Simon Penny
Professor
Theories of Embodied Cognition, History of Culture and Technology, Critique of Digital Cultures, Interactive Media Arts, Embodied Making Skills
Diploma in Fine Art (B.F.A. equiv), South Australian School of Art; Graduate Diploma (M.F.A. equiv), Sydney College of the Arts
Simon Penny is an Australian interdisciplinary artist and theorist in the fields of digital cultural practices, mechatronics, interactive art and embodied cognition. His career spans artistic practice, technical research, theoretical writing, pedagogy and institution building. Trained in sculpture with a focus on installation and kinetic sculpture, Penny moved into custom sensor-driven interactive installation and robotic sculpture in the 1980s. In the mid-1980s he occupied the Australian studio at PS1 Long Island. In the 1990s he was professor of art and robotics (with tenure) at Carnegie Mellon University, a joint appointment between the College of Fine Arts and the Robotics Institute. He joined UC Irvine in 2000 to establish an interdisciplinary graduate program, Arts Computation Engineering (ACE). He was founding faculty of the UC Irvine Digital Arts minor and directed the CTSA Mechatronics Lab. At UC Irvine he holds faculty positions in music, informatics and art. He currently teaches A Cultural History of the Anthropocene, Art and Sustainability and How to Be Clever With Stuff.

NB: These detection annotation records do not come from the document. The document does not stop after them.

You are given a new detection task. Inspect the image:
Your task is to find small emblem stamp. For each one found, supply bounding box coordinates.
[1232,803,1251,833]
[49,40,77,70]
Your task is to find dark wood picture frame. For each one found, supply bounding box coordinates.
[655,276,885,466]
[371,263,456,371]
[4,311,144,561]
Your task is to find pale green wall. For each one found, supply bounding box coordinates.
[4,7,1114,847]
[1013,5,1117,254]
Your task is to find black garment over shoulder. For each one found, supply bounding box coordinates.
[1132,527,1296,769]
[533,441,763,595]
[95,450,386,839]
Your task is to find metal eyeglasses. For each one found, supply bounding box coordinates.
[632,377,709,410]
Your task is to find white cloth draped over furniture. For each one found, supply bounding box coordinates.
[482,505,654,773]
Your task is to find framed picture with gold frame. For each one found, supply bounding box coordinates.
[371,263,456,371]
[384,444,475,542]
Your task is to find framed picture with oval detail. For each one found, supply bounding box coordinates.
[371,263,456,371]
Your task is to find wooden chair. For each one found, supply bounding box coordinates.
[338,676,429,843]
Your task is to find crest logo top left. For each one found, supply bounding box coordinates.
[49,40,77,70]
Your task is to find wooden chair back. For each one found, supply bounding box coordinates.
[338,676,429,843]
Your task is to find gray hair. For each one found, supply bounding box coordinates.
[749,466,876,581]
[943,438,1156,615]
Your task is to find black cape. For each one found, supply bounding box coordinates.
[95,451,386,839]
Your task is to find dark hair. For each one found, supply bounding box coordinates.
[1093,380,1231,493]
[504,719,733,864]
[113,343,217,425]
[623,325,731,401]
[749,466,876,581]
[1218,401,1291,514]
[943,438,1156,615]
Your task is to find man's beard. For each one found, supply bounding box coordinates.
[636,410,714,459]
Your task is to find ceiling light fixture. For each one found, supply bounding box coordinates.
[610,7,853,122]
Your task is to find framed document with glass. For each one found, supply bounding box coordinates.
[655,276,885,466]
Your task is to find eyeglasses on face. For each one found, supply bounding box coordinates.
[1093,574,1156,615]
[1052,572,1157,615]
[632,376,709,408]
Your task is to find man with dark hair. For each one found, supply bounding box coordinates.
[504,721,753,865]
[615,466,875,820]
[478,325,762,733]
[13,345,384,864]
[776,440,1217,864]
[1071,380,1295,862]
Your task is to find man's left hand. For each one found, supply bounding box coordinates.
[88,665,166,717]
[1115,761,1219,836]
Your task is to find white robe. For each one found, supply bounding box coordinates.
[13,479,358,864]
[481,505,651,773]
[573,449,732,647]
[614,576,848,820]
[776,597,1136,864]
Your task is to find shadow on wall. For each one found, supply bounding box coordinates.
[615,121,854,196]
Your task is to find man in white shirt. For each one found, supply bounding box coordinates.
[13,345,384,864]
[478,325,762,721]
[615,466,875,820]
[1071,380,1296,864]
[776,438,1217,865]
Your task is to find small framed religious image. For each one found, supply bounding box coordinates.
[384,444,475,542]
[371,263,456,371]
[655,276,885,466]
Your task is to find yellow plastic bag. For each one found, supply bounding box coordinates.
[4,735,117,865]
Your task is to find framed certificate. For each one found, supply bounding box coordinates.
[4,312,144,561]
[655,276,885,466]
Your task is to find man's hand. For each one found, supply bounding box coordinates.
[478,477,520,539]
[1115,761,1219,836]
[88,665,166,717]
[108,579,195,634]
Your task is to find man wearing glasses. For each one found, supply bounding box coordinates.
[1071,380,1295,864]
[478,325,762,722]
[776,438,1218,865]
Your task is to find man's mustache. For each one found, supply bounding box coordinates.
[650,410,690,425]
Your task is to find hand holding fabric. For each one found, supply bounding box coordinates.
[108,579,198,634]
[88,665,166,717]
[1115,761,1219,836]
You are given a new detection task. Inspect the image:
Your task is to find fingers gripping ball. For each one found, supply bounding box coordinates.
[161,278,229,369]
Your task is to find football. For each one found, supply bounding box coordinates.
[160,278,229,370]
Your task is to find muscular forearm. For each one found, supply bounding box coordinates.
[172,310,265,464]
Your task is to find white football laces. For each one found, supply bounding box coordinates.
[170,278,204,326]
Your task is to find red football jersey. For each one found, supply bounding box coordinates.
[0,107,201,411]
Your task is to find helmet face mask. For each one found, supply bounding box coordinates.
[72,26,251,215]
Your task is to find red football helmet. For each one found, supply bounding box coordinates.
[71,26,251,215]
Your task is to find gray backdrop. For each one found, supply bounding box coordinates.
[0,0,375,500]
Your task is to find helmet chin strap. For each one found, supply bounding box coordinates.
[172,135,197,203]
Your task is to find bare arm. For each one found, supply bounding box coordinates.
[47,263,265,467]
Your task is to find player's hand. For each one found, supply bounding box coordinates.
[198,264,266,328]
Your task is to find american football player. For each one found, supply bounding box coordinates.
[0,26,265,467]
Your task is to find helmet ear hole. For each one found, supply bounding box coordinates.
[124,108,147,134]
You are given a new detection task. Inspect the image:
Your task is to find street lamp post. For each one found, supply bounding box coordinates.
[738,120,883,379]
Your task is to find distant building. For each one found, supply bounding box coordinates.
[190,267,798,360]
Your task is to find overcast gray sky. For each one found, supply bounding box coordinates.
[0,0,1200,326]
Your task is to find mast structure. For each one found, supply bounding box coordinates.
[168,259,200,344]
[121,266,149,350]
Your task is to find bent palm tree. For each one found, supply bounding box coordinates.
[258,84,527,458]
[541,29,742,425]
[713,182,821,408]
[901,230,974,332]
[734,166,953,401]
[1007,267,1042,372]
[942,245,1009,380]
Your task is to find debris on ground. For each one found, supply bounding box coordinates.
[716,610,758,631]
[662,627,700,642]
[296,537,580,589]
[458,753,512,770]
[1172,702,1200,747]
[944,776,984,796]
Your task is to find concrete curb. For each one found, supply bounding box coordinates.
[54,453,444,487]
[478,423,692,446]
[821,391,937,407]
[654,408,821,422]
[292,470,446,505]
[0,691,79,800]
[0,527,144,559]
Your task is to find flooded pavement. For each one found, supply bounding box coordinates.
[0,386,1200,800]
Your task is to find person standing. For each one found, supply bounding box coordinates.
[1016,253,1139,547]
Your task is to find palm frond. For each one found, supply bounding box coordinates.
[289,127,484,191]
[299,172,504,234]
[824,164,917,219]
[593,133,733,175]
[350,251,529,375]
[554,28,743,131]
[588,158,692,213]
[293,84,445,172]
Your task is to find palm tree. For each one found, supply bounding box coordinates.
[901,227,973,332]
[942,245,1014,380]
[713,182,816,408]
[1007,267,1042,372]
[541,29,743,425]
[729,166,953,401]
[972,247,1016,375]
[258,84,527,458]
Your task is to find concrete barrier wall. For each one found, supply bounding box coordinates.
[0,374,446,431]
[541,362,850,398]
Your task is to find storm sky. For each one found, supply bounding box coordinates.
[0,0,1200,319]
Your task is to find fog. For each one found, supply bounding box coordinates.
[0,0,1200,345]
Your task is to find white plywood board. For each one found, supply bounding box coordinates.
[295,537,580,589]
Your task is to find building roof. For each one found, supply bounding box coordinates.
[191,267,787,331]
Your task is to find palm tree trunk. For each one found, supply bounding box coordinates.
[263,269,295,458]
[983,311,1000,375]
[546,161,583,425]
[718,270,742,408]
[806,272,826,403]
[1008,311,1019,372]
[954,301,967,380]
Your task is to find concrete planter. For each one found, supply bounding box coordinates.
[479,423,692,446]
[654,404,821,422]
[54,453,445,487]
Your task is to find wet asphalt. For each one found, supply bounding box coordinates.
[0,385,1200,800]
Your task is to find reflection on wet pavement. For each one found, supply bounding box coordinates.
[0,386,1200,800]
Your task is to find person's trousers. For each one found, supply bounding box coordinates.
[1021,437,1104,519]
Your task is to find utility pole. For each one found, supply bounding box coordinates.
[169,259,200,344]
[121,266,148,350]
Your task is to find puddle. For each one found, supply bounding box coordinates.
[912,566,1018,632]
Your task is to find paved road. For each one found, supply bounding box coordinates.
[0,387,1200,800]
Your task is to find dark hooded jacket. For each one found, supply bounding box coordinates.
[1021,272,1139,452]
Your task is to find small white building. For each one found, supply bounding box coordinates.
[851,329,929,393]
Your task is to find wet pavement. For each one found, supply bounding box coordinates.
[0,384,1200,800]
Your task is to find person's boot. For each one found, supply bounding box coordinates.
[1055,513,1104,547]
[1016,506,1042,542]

Over 30 years, he has created interactive and robotic installations that address critical issues at the intersection of culture and technology. His work draws from artistic traditions including sculpture, video art, installation and performance, as well as from theoretical research in embodied cognition, ethology, neurology, phenomenology, human-computer interaction, ubiquitous computing, robotics, critical theory and cultural and media studies. Informed by these sources, he designs and builds artworks that use custom sensor and effector technologies. Penny’s projects include the autonomous robotic artwork Petit Mal (early 1990s); the machine-vision-based interactive digital video work Fugitive, exhibited at the opening of ZKM in Karlsruhe, Germany, in 1997; Traces, a 3D machine-vision-driven immersive interactive work presented at Ars Electronica in 1999; and Fugitive Two, commissioned by the Australian Centre for the Moving Image in Melbourne in 2000 and premiered there in 2004. Penny later shifted focus to explore Pacific Indigenous traditions of seafaring, boatbuilding and navigation, which gave rise to the long-running Orthogonal Project. His recent art projects include a dynamic AI self-portrait, Professor Simsimon — Portrait of the Artist as a Professor. (See simonpenny.net for details of artworks and publications.)
Publications: His major monograph Making Sense: Cognition, Computing, Art and Embodiment was published by MIT Press in 2017 and in Chinese by Huazhong Academic Press in 2025. His second major monograph is Skill: Making, Cognition, Neuroscience (Routledge, 2026). He edited one of the first anthologies on digital media arts, Critical Issues in Electronic Media (SUNY Press, 1995). Penny has published more than 100 academic papers and lectured widely internationally on digital cultural practices. His work has been translated into French, German, Spanish, Japanese, Korean, Finnish and Polish.
Conferences, curatorial: He curated Machine Culture, widely regarded as the first international survey of interactive art (SIGGRAPH ’93), and edited the accompanying catalog and anthology. He directed the 2009 Digital Arts and Culture Conference (DAC09), A Body of Knowledge (2016, with NSF funding) and An Ocean of Knowledge (2017).
Residencies and awards: He held an extended residency at Zentrum für Kunst und Medientechnologie in Karlsruhe, Germany, in the mid-1990s. He came to UC Irvine after a period as European professor of interactive environments in the European Ph.D. in digital cultures from 2000 to 2001, a joint position between the Merz Academy Stuttgart and Portsmouth College of Art, U.K. Over the same period he was guest professor in media theory at CSIM (Cognitive Systems and Interactive Media), Pompeu Fabra University, Barcelona. In 2010 he held a residency at Northwestern University jointly supported by the Segal Institute for Human-Centered Design and the Alice Kaplan Institute for the Humanities. In 2014 he was the first Labex Professor, a residency co-sponsored by Université Paris 8 and ENSAD (École Nationale Supérieure des Arts Décoratifs). He has received funding and residencies from the Daniel Langlois Foundation for Science and Art (Canada), ZKM, GMD, WDR (Germany) and other organizations.
Juries: Penny has served on juries, boards and review committees for organizations including the National Research Council of the National Academies, the Rockefeller Foundation, the Daniel Langlois Foundation for Science and Art, the VIDA Art and Artificial Life Award of the Telefónica Foundation, the international board of ISEA (International Symposium on Electronic Art), and the Banff New Media Institute.